Open-Access: This article is an open-access article which was selected by an in-house editor and fully peer-reviewed by external reviewers. It is distributed in accordance with the Creative Commons Attribution Non Commercial (CC BY-NC 4.0) license, which permits others to distribute, remix, adapt, build upon this work non-commercially, and license their derivative works on different terms, provided the original work is properly cited and the use is non-commercial. See: http://creativecommons.org/licenses/by-nc/4.0/

Correspondence to: Shigeki Sekine, MD, PhD, Molecular Pathology Division, National Cancer Center Research Institute, 5-1-1 Tsukiji, Chuo-ku, Tokyo 104-0045, Japan. ssekine@ncc.go.jp

Telephone: +81-3-35422511 Fax: +81-3-32482463

Received: June 28, 2014
Peer-review started: July 2, 2014
First decision: July 21, 2014
Revised: August 30, 2014
Accepted: September 29, 2014
Article in press: September 30, 2014
Published online: February 21, 2015
Processing time: 227 Days and 23.7 Hours

Abstract

AIM: To analyze the mismatch repair (MMR) status and the ARID1A expression as well as their clinicopathological significance in gastric adenocarcinomas.

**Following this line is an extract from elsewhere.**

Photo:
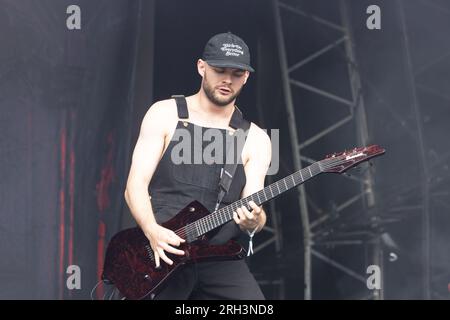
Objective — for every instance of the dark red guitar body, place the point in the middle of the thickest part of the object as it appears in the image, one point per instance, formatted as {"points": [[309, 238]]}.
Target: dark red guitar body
{"points": [[129, 262]]}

METHODS: We examined the expressions of MMR proteins and ARID1A by immunohistochemistry in consecutive 489 primary gastric adenocarcinomas. The results were further correlated with clinicopathological variables.

RESULTS: The loss of any MMR protein expression, indicative of MMR deficiency, was observed in 38 cases (7.8%) and was significantly associated with an older age (68.6 ± 9.2 vs 60.4 ± 11.7, P < 0.001), a female sex (55.3% vs 31.3%, P = 0.004), an antral location (44.7% vs 25.7%, P = 0.021), and a differentiated histology (57.9% vs 39.7%, P = 0.023). Abnormal ARID1A expression, including reduced or loss of ARID1A expression, was observed in 109 cases (22.3%) and was significantly correlated with lymphatic invasion (80.7% vs 69.5%, P = 0.022) and lymph node metastasis (83.5% vs 73.7%, P = 0.042). The tumors with abnormal ARID1A expression more frequently indicated MMR deficiency (47.4% vs 20.2%, P < 0.001). A multivariate analysis identified abnormal ARID1A expression as an independent poor prognostic factor (HR = 1.36, 95%CI: 1.01-1.84; P = 0.040).

CONCLUSION: Our observations suggest that the AIRD1A inactivation is associated with lymphatic invasion, lymph node metastasis, poor prognosis, and MMR deficiency in gastric adenocarcinomas.

Keywords: Adenocarcinoma; ARID1A; Mismatch Repair; Stomach; Immunohistochemistry

Core tip: Inactivation of ARID1A, a key component of the chromatin remodeling complex, has been recently reported in several tumors, including gastric cancer. Previous studies showed a significant relationship between ARID1A mutations and MMR deficiency in gastric cancers. On the other hand, there have been inconsistent reports on the clinicopathological significance of altered ARID1A expression. In the present study, we examined expressions of ARID1A and MMR proteins in a large series of primary gastric adenocarcinomas, and showed their clinicopathological significance.